We had our first official meeting with the FDA last week. This is us in our offsite meeting room, and that’s them on my iPhone, and cheesy poofs on the left…

During this kickoff meeting, we shared our story, and the FDA shared the goals of the program (presentation). They then followed up with a draft of a bunch of questions that they hope will draw out how we approach building our software. As you can see, the framework focuses on “Excellence Principles” like Patient Safety, Product Quality and Cybersecurity, and within each excellence principle there are “Common Validating Principles” from an organizational, customer, learning/growth and process perspectives. The goal of the program is to come up with key performance indicators (KPIs) to help evaluate the organization along these dimensions. The FDA made it clear that that these questions are still draft, and that they want to work with us and the other companies to come up with the right questions and KPIs.

We are currently scheduling an in-person visit with the FDA, which is only a little funny because we are a distributed software organization without a “facility” in the tradition sense…
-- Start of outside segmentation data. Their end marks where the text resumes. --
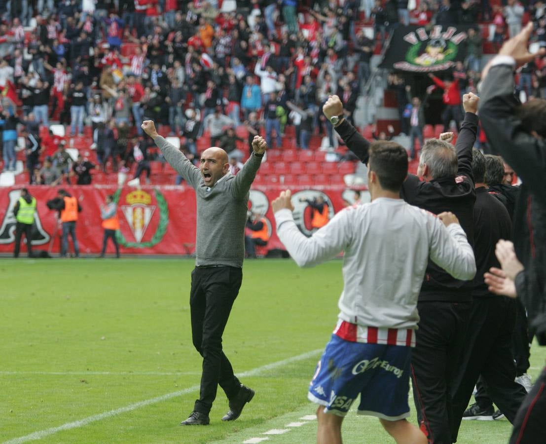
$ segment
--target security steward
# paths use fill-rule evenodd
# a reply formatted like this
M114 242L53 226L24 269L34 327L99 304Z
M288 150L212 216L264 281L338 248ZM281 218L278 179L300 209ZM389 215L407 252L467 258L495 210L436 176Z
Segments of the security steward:
M247 257L256 258L256 245L264 247L269 240L269 227L265 218L259 214L254 214L252 219L246 222L245 234L245 250Z
M36 211L36 198L31 196L28 190L23 188L21 190L21 197L13 209L15 216L15 249L14 257L19 257L21 246L21 236L23 233L27 238L27 251L28 257L32 256L32 224L34 223L34 214Z
M100 217L102 218L102 227L104 229L104 238L103 239L103 249L100 257L104 257L106 253L106 245L108 238L112 239L116 248L116 257L120 257L120 246L116 239L116 232L120 229L120 220L117 218L117 205L114 202L114 196L109 194L106 198L106 203L100 208Z
M61 242L61 257L66 257L68 249L68 233L72 238L74 251L76 257L80 256L80 248L76 238L76 222L78 222L78 213L81 211L81 206L78 199L64 190L60 190L57 197L48 201L48 208L51 210L59 211L61 221L62 222L63 235Z

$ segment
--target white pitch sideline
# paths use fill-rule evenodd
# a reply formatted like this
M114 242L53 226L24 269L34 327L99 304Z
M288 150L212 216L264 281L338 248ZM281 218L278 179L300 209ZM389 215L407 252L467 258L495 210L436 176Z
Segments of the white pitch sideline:
M277 362L268 364L265 365L263 365L261 367L257 367L256 369L253 369L252 370L248 370L248 371L243 372L242 373L238 374L237 376L239 377L257 376L259 375L260 374L267 371L268 370L274 370L275 369L278 368L279 367L282 367L287 364L291 364L293 362L297 362L298 361L302 360L303 359L306 359L308 358L312 358L313 356L317 356L322 353L323 350L323 349L319 348L316 350L307 352L307 353L302 353L302 354L299 354L297 356L293 356L292 358L288 358L286 359L283 359L282 360L277 361ZM111 418L112 416L117 416L119 415L127 413L127 412L136 410L137 409L140 409L141 407L146 407L147 406L151 405L152 404L155 404L158 402L161 402L163 401L167 401L168 399L171 399L171 398L176 398L176 396L190 393L192 392L195 392L199 389L199 386L193 386L193 387L185 388L183 390L180 390L177 392L173 392L172 393L167 393L166 395L163 395L163 396L152 398L151 399L146 399L144 401L140 401L138 402L134 402L134 404L129 404L125 407L121 407L119 409L110 410L109 411L104 412L102 413L99 413L98 415L94 415L92 416L88 416L87 418L84 418L82 419L79 419L77 421L74 421L73 422L67 423L66 424L63 424L62 425L59 425L57 427L52 427L50 429L46 429L44 430L35 431L29 435L26 435L25 436L14 438L9 441L5 441L4 444L20 444L20 443L26 442L28 441L34 441L35 440L41 439L42 438L48 436L50 435L54 435L54 434L57 433L60 431L69 430L72 429L77 429L80 427L84 427L88 424L102 421L103 419L105 419L106 418Z

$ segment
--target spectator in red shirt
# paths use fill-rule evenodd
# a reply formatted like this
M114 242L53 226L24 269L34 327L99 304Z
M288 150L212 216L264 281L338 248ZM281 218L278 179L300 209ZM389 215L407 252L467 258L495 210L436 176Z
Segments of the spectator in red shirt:
M135 121L136 131L139 135L142 135L142 128L140 123L144 121L142 108L140 108L140 99L144 95L144 88L140 82L135 81L134 75L129 75L127 79L127 92L130 96L132 105L131 110L133 112L133 118Z
M444 90L442 99L446 108L442 113L442 120L444 124L444 132L449 131L449 122L455 121L458 131L461 125L461 92L459 88L459 79L454 81L453 79L441 80L434 74L429 74L429 77L436 86Z

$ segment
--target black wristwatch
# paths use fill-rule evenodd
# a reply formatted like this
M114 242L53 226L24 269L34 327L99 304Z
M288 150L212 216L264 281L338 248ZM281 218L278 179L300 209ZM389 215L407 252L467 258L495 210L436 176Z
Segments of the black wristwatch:
M333 116L330 118L330 123L335 126L341 121L341 119L343 119L345 117L345 116L343 114L339 116Z

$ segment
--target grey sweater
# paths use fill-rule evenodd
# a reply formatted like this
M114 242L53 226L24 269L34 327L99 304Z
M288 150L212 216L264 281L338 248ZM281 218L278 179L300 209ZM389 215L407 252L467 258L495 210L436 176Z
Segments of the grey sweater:
M195 265L242 268L248 192L262 159L251 156L236 176L228 171L210 187L199 169L176 147L161 136L154 141L171 166L195 190Z

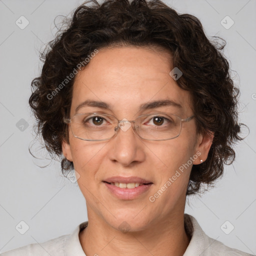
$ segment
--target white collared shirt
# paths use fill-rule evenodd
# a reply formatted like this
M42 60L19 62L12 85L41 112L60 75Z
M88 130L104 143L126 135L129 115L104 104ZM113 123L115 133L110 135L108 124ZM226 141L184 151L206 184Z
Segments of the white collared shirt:
M70 234L62 236L42 244L32 244L1 254L1 256L86 256L79 240L79 232L87 226L82 223ZM206 234L196 220L185 214L186 232L192 236L184 256L249 256L232 249Z

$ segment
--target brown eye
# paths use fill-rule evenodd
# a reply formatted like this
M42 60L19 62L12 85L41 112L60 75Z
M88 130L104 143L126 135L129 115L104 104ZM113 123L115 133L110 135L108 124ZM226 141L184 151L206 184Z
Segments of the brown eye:
M94 116L92 118L92 122L96 126L102 124L104 120L104 118L100 116Z
M162 124L164 118L160 116L155 116L153 118L153 122L156 126L161 126Z

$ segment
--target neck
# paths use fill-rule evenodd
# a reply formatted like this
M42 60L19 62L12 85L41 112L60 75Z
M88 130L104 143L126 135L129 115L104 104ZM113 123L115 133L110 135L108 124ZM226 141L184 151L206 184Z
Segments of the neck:
M184 214L152 223L143 230L122 232L100 218L89 218L88 226L79 234L86 255L182 256L190 238L184 227Z

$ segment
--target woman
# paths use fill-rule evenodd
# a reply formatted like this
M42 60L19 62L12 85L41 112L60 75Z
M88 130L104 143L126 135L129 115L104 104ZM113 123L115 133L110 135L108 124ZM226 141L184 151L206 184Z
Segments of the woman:
M50 43L30 104L88 222L2 254L249 255L208 236L186 196L232 162L239 90L194 16L160 1L84 4Z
We will continue to share everything that we learn, and we will be completely transparent about what transpires. If you have any feedback on the process or that you think we should share with the FDA, please shoot us an email or leave a comment and let us know!


PS: While we are on the topic of the FDA, HUGE congratulations to Courtney Lias and Stayce Beck, who recently won a Service to America “Sammy” medal. Courtney and Stayce have been our primary contacts at the FDA until now, and we can affirm that they have been FABULOUS to work with. They are always pragmatic and wanting to move quickly to get new, safe, innovative treatments to the public.